I would add that arithmetic mixing floating points (e.g. Double) with fixed points aka decimals (e.g. BigDecimal) strongly smells like a broken design.

Decimals are only precise if your numbers don’t have more digits than your BigDecimal is configured to handle. For example, BigDecimal is imprecise for one third (0.3333…) and, with default precision, for (1e50 + 1).

Decimals are much more expensive than Doubles. Doubles are 8 bytes big and operations are hardware-supported simple atomic transactions, i.e. very fast. Decimals are user-level objects some dozens of bytes large, and every operation is complex and user-defined, i.e. very slow.

Doubles work excellent for most science, engineering and applied math use cases when used properly. If you ever find that Doubles are not precise enough, then almost always one of the following three is true:

(1) You have a pure math problem requiring many digits, like calculating the first million digits of pi, or finding the next biggest known prime number. In that case, neither Double nor BigDecimal will save you, and you will need your own custom types. (Ok, maybe BigDecimal may somehow work, but only if used very cleverly)
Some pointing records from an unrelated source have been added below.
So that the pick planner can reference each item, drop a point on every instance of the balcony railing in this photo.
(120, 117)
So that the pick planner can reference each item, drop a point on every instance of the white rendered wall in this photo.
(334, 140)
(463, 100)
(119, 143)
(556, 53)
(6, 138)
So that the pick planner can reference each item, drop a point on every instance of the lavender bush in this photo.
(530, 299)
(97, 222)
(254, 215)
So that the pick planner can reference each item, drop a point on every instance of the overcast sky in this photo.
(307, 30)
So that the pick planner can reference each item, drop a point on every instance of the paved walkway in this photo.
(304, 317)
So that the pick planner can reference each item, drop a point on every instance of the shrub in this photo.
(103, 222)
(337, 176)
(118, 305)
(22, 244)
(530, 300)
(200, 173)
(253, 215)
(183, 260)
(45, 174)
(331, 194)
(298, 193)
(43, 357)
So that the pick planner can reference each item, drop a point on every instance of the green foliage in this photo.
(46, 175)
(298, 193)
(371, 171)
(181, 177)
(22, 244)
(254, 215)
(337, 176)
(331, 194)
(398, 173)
(2) You have some financial or legal use case that calls for decimals. For example, calculating an account balance, or appointing seats in parliament according to election results. In this case, BigDecimal will work, but only after you have made sure the rounding (MathContext) is exactly according to the rules.

(3) You are using the wrong algorithm. Ask yourself whether the end result will critically change if some numbers are slightly altered. If yes, your algorithm will not work. In particular, testing for equality is almost always an error. Testing for ordering is only fine if you can tolerate an unexpected ordering of numbers that end up close to each other.

For example, to get a Range of Doubles, a valid algorithm would be to first calculate the first and last number and number of intervals and then calculate all numbers from Int indices. On the other hand, repeatedly adding and comparing to some boundary is probably not useful.

Best, Oliver

For starters what on earth is the problem with “until” which has also been deprecated?

Double is an imprecise class. The use of precision-less equality for Doubles should certainly be removed from the language. But the use of the comparison operators is precisely what the floating point classes were designed for. As range built on top of comparison, it is perfectly legitimate use of Double.

Have I ever been caught out by Double’s imprecision? Yes of course, but this part of the problem domain. It is not accidental complexity. Big Decimal should not be the default.

to includes the right endpoint. until does not. When you can’t tell where the endpoint is because Double is imprecise, this results in a pretty non-intuitive API.

The default isn’t supposed to be BigDecimal. The default should be that we don’t provide a confusing API. You can then get the desired functionality some other way that is predictable (like mapping Int ranges, if you want to be fast, or BigDecimal if you want to avoid having to do the math yourself).